Description
Is your feature request related to a problem? Please describe.
kgx
's CLI allows transforming several files at once via a process pool, but it is not possible to use multiple cores when transforming a single data file. I am transforming a large jsonl file into ntriples, and was hoping to make it faster by processing it in parallel.
Describe the solution you'd like
I have not dug into every sink, but I believe the jsonl->ntriples transform is a pure function-- one jsonl record goes in, and one set of ntriples comes out. That is, a subsequent line transformed will not rely on any of the previous ones. This seems to make it a good candidate for parallelization. (As I said, I don't know if this is true for every source-sink pair).
Describe alternatives you've considered
It would be possible to split up the file ahead of time into N files, where N is >= the number of processes available, and then run the CLI to process all those split files at once. That being said, if there is an opportunity to make computation on a single source parallel, it may be worth doing.

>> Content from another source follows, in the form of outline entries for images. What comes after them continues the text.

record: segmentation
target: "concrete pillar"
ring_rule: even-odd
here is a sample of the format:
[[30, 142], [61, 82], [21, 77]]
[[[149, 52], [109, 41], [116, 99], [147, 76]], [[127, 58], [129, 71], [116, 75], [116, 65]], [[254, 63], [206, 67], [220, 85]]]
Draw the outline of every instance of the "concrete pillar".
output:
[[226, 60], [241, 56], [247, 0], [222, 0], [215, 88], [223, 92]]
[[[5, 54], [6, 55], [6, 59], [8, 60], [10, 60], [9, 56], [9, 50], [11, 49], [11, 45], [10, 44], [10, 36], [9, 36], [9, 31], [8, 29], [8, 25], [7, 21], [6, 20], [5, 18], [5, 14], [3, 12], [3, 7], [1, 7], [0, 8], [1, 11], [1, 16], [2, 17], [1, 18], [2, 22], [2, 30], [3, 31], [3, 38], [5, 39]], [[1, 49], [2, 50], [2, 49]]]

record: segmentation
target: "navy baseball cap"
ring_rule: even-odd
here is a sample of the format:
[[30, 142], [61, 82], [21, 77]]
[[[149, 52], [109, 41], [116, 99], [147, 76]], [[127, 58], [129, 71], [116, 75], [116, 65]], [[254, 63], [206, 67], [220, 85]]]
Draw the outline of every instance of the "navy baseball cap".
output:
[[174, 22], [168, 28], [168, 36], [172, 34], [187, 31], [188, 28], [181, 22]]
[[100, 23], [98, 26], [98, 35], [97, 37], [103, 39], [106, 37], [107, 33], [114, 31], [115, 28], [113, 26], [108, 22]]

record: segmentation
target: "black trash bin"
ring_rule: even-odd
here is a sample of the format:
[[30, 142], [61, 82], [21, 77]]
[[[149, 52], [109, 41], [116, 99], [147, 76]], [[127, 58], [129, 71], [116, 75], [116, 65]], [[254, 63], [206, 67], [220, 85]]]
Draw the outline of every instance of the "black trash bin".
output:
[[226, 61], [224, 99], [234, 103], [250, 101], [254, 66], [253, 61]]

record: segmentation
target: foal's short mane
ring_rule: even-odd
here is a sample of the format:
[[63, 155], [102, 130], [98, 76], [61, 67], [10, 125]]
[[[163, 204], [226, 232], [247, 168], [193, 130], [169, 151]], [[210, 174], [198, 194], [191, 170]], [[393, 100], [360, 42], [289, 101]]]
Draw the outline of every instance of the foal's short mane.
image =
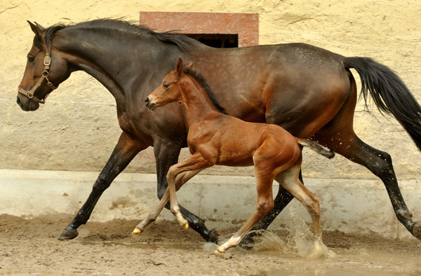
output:
[[[173, 31], [156, 32], [146, 27], [135, 24], [134, 22], [124, 21], [119, 19], [97, 19], [91, 21], [83, 22], [74, 25], [64, 25], [58, 24], [46, 29], [46, 43], [47, 46], [51, 43], [51, 39], [54, 34], [60, 29], [65, 28], [91, 28], [97, 29], [112, 29], [119, 31], [126, 31], [128, 33], [135, 35], [145, 36], [149, 35], [156, 37], [160, 41], [174, 44], [178, 46], [181, 50], [185, 51], [194, 40], [189, 39], [182, 34], [174, 33]], [[43, 43], [35, 36], [34, 44], [39, 48], [43, 48]]]
[[206, 92], [206, 95], [209, 97], [209, 99], [210, 99], [212, 104], [213, 104], [213, 106], [216, 108], [216, 109], [218, 109], [218, 111], [223, 114], [228, 115], [228, 113], [225, 111], [225, 109], [221, 106], [220, 103], [218, 102], [218, 99], [216, 99], [215, 94], [213, 93], [213, 92], [212, 92], [210, 88], [206, 83], [206, 80], [205, 79], [203, 75], [197, 73], [196, 71], [192, 70], [191, 69], [187, 67], [184, 68], [184, 72], [185, 74], [189, 75], [193, 78], [194, 78], [194, 80], [196, 80], [199, 83], [199, 85], [201, 86]]

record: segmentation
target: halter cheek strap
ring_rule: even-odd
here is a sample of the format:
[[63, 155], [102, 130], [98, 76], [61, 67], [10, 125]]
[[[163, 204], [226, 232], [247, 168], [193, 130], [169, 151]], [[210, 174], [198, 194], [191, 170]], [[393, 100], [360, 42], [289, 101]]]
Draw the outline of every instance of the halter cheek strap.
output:
[[41, 86], [44, 80], [46, 81], [47, 85], [51, 88], [52, 90], [57, 89], [57, 87], [54, 86], [53, 83], [48, 79], [48, 70], [50, 69], [50, 64], [51, 64], [51, 57], [50, 57], [50, 50], [51, 50], [51, 44], [47, 48], [46, 51], [46, 56], [44, 57], [44, 71], [42, 72], [42, 74], [35, 85], [31, 88], [29, 91], [25, 90], [22, 88], [19, 85], [18, 87], [18, 92], [20, 94], [25, 95], [28, 98], [32, 100], [38, 102], [39, 104], [45, 104], [45, 99], [47, 98], [50, 93], [47, 94], [46, 97], [44, 97], [44, 99], [39, 99], [36, 97], [34, 96], [34, 94], [36, 92], [36, 90]]

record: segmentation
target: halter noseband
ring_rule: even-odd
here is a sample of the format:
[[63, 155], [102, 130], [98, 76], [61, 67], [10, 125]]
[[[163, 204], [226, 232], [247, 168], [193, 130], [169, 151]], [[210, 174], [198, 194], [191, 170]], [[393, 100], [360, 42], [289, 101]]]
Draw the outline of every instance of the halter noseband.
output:
[[38, 80], [38, 81], [36, 82], [36, 83], [35, 83], [35, 85], [34, 85], [34, 87], [29, 91], [25, 90], [22, 88], [21, 88], [20, 85], [18, 87], [18, 92], [19, 93], [23, 94], [29, 99], [32, 99], [33, 101], [43, 104], [45, 104], [45, 99], [47, 98], [48, 95], [50, 95], [50, 93], [47, 94], [47, 95], [44, 97], [44, 99], [38, 99], [36, 97], [34, 96], [34, 94], [35, 94], [36, 90], [41, 86], [44, 80], [46, 80], [47, 81], [47, 85], [48, 85], [48, 87], [53, 90], [57, 89], [57, 88], [54, 86], [54, 85], [51, 83], [51, 82], [48, 79], [48, 70], [50, 69], [50, 64], [51, 64], [51, 57], [50, 57], [51, 48], [51, 43], [50, 43], [50, 45], [47, 48], [47, 50], [46, 51], [46, 56], [44, 57], [44, 71], [42, 72], [42, 74]]

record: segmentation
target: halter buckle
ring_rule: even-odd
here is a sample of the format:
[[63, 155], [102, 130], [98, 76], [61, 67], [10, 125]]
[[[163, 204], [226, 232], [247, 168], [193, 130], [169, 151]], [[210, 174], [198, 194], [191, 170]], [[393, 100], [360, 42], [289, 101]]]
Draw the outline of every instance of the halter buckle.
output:
[[44, 57], [44, 65], [45, 66], [50, 66], [51, 64], [51, 57]]

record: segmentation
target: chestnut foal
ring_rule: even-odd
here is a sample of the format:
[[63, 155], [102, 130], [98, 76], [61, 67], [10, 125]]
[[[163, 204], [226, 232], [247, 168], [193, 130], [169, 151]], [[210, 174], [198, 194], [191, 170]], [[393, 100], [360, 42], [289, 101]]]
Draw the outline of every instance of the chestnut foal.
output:
[[190, 65], [183, 69], [181, 59], [176, 68], [146, 98], [145, 102], [150, 110], [170, 102], [181, 102], [185, 111], [189, 129], [187, 143], [192, 156], [170, 168], [167, 174], [168, 187], [159, 205], [136, 226], [133, 233], [140, 233], [154, 221], [168, 200], [171, 212], [187, 229], [188, 222], [180, 212], [176, 191], [199, 172], [214, 165], [254, 164], [258, 190], [255, 212], [216, 251], [222, 253], [237, 246], [253, 226], [272, 210], [274, 179], [306, 207], [313, 221], [313, 233], [321, 241], [319, 200], [298, 179], [302, 161], [298, 144], [309, 146], [329, 158], [335, 153], [315, 142], [295, 138], [278, 125], [245, 122], [227, 115], [203, 76], [192, 71]]

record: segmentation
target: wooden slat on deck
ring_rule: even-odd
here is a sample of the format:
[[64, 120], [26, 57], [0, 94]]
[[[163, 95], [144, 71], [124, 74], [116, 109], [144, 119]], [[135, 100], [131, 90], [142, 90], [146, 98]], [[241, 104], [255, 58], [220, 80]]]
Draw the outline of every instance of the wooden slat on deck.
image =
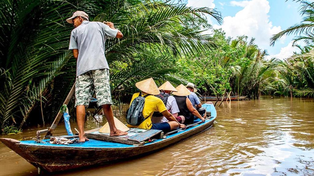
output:
[[150, 129], [140, 134], [132, 136], [129, 138], [129, 140], [142, 142], [144, 141], [151, 137], [154, 136], [162, 132], [161, 130]]

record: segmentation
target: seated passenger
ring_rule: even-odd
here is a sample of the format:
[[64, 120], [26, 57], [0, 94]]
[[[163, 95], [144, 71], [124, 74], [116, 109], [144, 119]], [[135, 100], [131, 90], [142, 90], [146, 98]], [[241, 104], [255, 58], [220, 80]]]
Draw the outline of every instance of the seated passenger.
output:
[[176, 99], [180, 111], [178, 113], [179, 115], [183, 116], [185, 118], [184, 124], [193, 123], [194, 116], [205, 122], [205, 119], [194, 108], [190, 99], [186, 96], [190, 94], [191, 92], [182, 84], [176, 87], [176, 89], [178, 92], [173, 92], [173, 94], [175, 95], [173, 96]]
[[[161, 93], [159, 95], [155, 96], [162, 100], [164, 104], [166, 106], [167, 110], [169, 112], [173, 115], [178, 122], [180, 123], [184, 122], [184, 117], [182, 116], [178, 116], [179, 110], [176, 99], [173, 96], [170, 95], [172, 92], [177, 92], [174, 87], [169, 81], [167, 81], [161, 85], [158, 89]], [[162, 114], [158, 112], [155, 112], [153, 114], [152, 122], [154, 123], [167, 122], [169, 121]]]
[[[179, 127], [184, 129], [186, 128], [185, 125], [178, 122], [173, 116], [169, 112], [160, 99], [153, 96], [159, 94], [160, 92], [153, 78], [151, 78], [137, 82], [135, 84], [135, 86], [141, 91], [141, 94], [140, 94], [140, 93], [138, 93], [133, 94], [130, 106], [133, 100], [140, 95], [142, 96], [145, 96], [145, 101], [142, 111], [143, 116], [145, 120], [138, 126], [134, 126], [128, 124], [128, 127], [159, 130], [162, 130], [165, 133], [177, 129]], [[169, 122], [152, 123], [152, 116], [155, 111], [161, 113]]]
[[206, 117], [206, 109], [202, 107], [201, 101], [199, 101], [198, 97], [195, 93], [197, 91], [197, 89], [195, 87], [194, 84], [189, 82], [185, 86], [191, 92], [191, 94], [188, 95], [187, 97], [191, 101], [191, 103], [192, 103], [192, 105], [196, 109], [202, 116], [203, 118], [205, 118]]

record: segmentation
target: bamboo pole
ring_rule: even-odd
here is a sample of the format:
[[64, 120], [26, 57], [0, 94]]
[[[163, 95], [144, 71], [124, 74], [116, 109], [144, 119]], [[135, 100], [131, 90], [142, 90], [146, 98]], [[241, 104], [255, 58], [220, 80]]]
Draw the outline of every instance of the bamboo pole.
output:
[[[63, 105], [68, 105], [68, 104], [69, 103], [69, 102], [70, 101], [70, 100], [71, 99], [71, 98], [72, 97], [72, 96], [73, 95], [73, 94], [74, 93], [75, 91], [75, 82], [74, 82], [73, 86], [72, 86], [72, 88], [71, 88], [71, 90], [70, 91], [69, 94], [68, 94], [68, 96], [67, 96], [66, 98], [65, 99], [65, 100], [64, 101], [64, 102], [63, 103]], [[59, 123], [59, 121], [60, 121], [60, 119], [61, 119], [61, 118], [63, 114], [63, 111], [62, 111], [60, 109], [59, 110], [59, 112], [57, 114], [57, 116], [56, 116], [56, 118], [55, 118], [54, 120], [53, 121], [53, 122], [52, 123], [52, 124], [51, 125], [51, 126], [49, 128], [48, 132], [47, 132], [47, 134], [46, 134], [46, 136], [51, 136], [52, 135], [52, 133], [56, 129], [56, 128], [57, 128], [57, 126], [58, 125], [58, 123]]]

Here is a gist containing an experiment to get this working: https://gist.github.com/ptgolden/8d836d11b9c6b2211e5f606ed6203960
What goes on is the following:
- A thread is created which will receive ntriples and do something with them (the current attached function just counts the triples, but there's also a function written in that gist which will write them to a file)
- N processes are created containing a
kgx_worker
function that instantiates a sink and a source - A nodes file is read line by line. After a chunk of nodes are read, they are added to a queue. The
kgx_workers
read from that queue, convert the record usingsource.read_node
, transform it usingsink.write_node
, and then write the result to a queue containing ntriples. The thread created in (1) consumes those ntriples. - Same as 3 but with an edges file.

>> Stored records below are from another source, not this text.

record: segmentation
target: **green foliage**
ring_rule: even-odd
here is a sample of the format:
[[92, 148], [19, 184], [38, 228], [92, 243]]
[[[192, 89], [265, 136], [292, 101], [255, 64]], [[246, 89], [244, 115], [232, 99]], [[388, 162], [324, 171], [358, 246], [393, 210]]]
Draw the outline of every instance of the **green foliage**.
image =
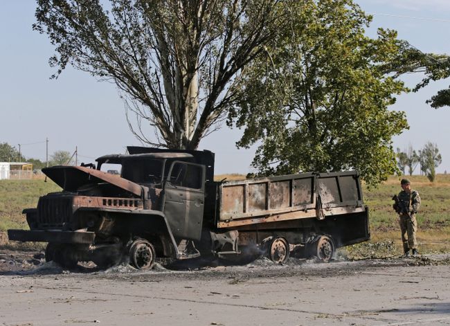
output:
[[[424, 53], [406, 41], [399, 40], [397, 44], [399, 48], [398, 55], [390, 62], [384, 64], [383, 69], [386, 73], [392, 73], [396, 77], [409, 73], [423, 73], [424, 78], [415, 86], [413, 91], [418, 91], [431, 81], [450, 77], [450, 56]], [[426, 103], [435, 109], [450, 106], [450, 89], [439, 91]]]
[[357, 169], [376, 185], [397, 171], [391, 138], [408, 128], [388, 109], [404, 84], [384, 67], [398, 55], [395, 31], [365, 35], [370, 22], [351, 0], [299, 1], [289, 28], [245, 70], [228, 124], [238, 146], [261, 145], [259, 175]]
[[19, 157], [19, 151], [14, 146], [8, 143], [0, 143], [0, 162], [16, 162], [21, 161], [22, 157]]
[[115, 82], [141, 141], [195, 149], [235, 100], [242, 70], [286, 21], [278, 3], [290, 2], [37, 0], [33, 28], [55, 46], [54, 77], [71, 64]]
[[67, 151], [56, 151], [50, 156], [50, 166], [71, 165], [73, 164], [72, 155]]

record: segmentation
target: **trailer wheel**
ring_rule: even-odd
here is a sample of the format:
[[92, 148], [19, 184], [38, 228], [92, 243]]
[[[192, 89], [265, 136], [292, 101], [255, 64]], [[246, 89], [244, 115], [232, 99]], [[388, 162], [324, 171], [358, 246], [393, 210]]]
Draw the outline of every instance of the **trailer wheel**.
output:
[[137, 269], [153, 267], [156, 252], [153, 245], [144, 239], [134, 240], [129, 247], [130, 264]]
[[273, 238], [268, 249], [269, 257], [273, 262], [284, 264], [289, 257], [289, 244], [284, 237]]
[[334, 255], [334, 244], [331, 237], [321, 235], [310, 244], [309, 253], [318, 260], [328, 262]]

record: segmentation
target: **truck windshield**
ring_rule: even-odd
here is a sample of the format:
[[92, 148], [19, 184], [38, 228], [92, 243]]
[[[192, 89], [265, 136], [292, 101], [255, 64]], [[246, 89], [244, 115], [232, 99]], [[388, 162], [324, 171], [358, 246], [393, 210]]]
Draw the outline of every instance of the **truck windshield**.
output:
[[122, 177], [138, 183], [160, 183], [162, 161], [155, 159], [129, 159], [122, 165]]

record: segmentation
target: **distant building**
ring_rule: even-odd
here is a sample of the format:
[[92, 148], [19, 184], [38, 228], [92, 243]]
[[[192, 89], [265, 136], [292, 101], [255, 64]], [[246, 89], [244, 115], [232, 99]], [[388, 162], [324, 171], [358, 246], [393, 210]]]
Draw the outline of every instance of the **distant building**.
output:
[[0, 162], [0, 180], [32, 178], [32, 163], [26, 162]]

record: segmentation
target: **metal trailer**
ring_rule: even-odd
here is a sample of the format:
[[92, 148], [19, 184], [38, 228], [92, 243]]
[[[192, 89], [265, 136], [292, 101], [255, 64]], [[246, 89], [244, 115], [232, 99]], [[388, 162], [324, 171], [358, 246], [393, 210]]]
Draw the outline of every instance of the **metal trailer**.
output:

- After the nodes and edges files have been consumed, the processes and threads are sent a sentinel value to terminate them.
This is admittedly a bit hacky-- it relies on the fact that the RDF sink stores its file handler in its constructor. That file handler is replaced by an io.BytesIO
object to intercept writes. A more robust method would likely require a transform not to assume that it is reading or writing to a file.